Epilogue

MOMMA’S LETTER, MONTH TWELVE

Honeybee,

I know it’s likely been quite the month for you, competing (and winning?) this year’s Rose Palace Pageant.

Regardless of your status in the show’s rankings, please know I’m so proud of you.

Whatever’s in store for you, I’m rooting for you from my perch in heaven, hoping you’ll find all the happiness you deserve.

When you were young, I took you to the pageant to support your aunt’s passion for the hoopla, for the dresses and whimsy, for the snacks and silly nonsense of it all.

But I’m finally ready to admit as I near the end, there was another reason as well.

I wanted one person in particular to see that you existed, to get past their narcissistic lens, to behold you in all your wondrous beauty.

I stuck my hand as close to the flame as I dared.

Which brings me, one year after my death, to a final order of business, a bit of news I wish I’d had the courage to share with you while I was still on your side of life and death.

Alas, your mother was something of a coward when it came to sharing information that would change your life.

I apologize, but I know I can’t shirk the responsibility any longer.

Dearest, my Dakota, my Honeybee, as a child you asked about your father, and I always made up fairy tales to hide the truth.

I wanted to wait as long as possible, maybe forever, and I thought the news could keep at least until you could handle the idea of your mother committing an indiscretion, a one-night stand at the end of a drunken soiree celebrating the conclusion of the 1996 pageant.

I wanted you to stay out of that family’s shadow.

Because, you see, on that fateful night that brought you to me, I slept with Mr.
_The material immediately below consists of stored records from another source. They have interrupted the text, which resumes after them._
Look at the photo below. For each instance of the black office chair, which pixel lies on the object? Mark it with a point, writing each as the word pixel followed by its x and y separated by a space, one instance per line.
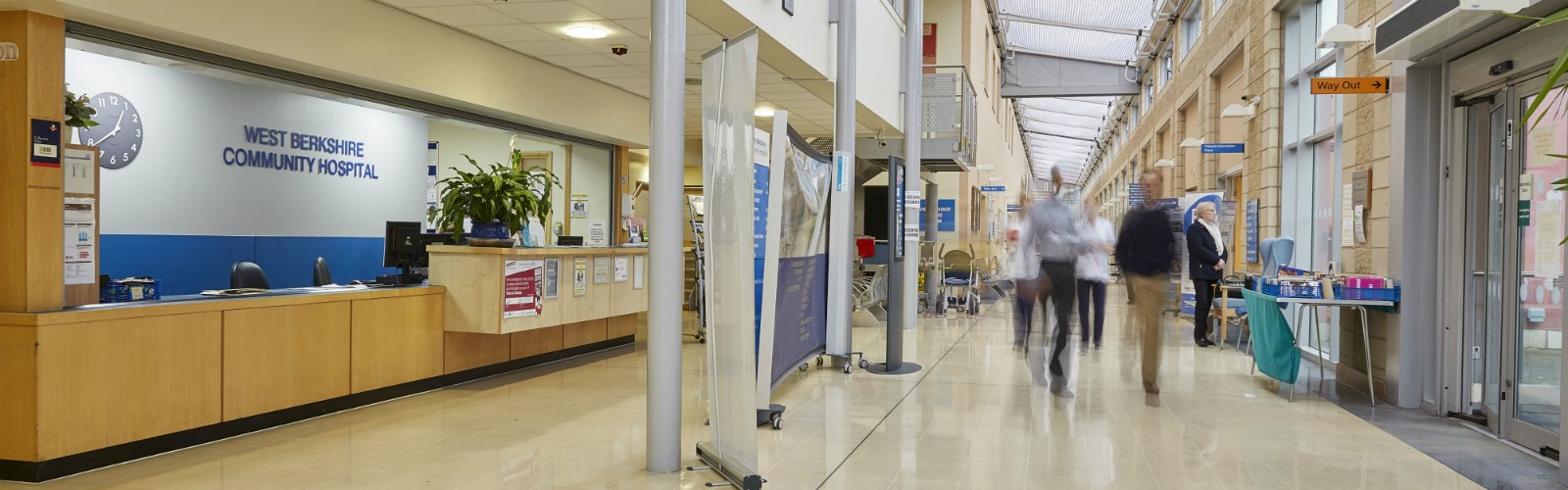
pixel 323 275
pixel 248 275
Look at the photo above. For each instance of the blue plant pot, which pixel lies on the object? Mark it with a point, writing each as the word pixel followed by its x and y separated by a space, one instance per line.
pixel 490 234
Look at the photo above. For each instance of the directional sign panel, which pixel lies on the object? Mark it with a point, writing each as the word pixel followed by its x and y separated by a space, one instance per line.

Frederick Finch, owner of the Rose Palace Pageant.

The act was one of passion, though I’m sure you’d rather me not go into the details. Afterward I regretted it, that is until I realized that the night gave me you.

No one knew about what Frederick and I had done.

Well, of course he knew we’d been together, but I don’t think he ever paid enough attention to realize you were born about nine months after that night.

By the time you made an appearance, he’d closed the hotel at The Rose and announced the birth of Savilla.

Though it was tempting to ask him for financial help over the years, frankly, I didn’t want him involved in our lives.

Living in Aubergine, I’ve watched the way the Finches operate as if they are somehow one of us and above us at the same time.

I didn’t want to owe him, I didn’t want him making decisions on your behalf, and I certainly didn’t want him luring you, an impressionable child, into his extravagant lifestyle.

It is true that he could’ve provided ample child support, but we had plenty—until we didn’t and, at that point, after so many years, I couldn’t bring myself to tell you the truth.

I’m sorry, but please know I only acted out of the intense love I felt the first time your tiny foot gave me a little kick.

Now it’s your turn to decide what to do with this information.

You could be wealthy. You could be co-owner of a giant mansion and a silly pageant.

Heck, you could have a sister. Whatever you decide, I know it will be a grand adventure.

Forgive me for not telling you sooner, and be the amazing Dakota I know you are.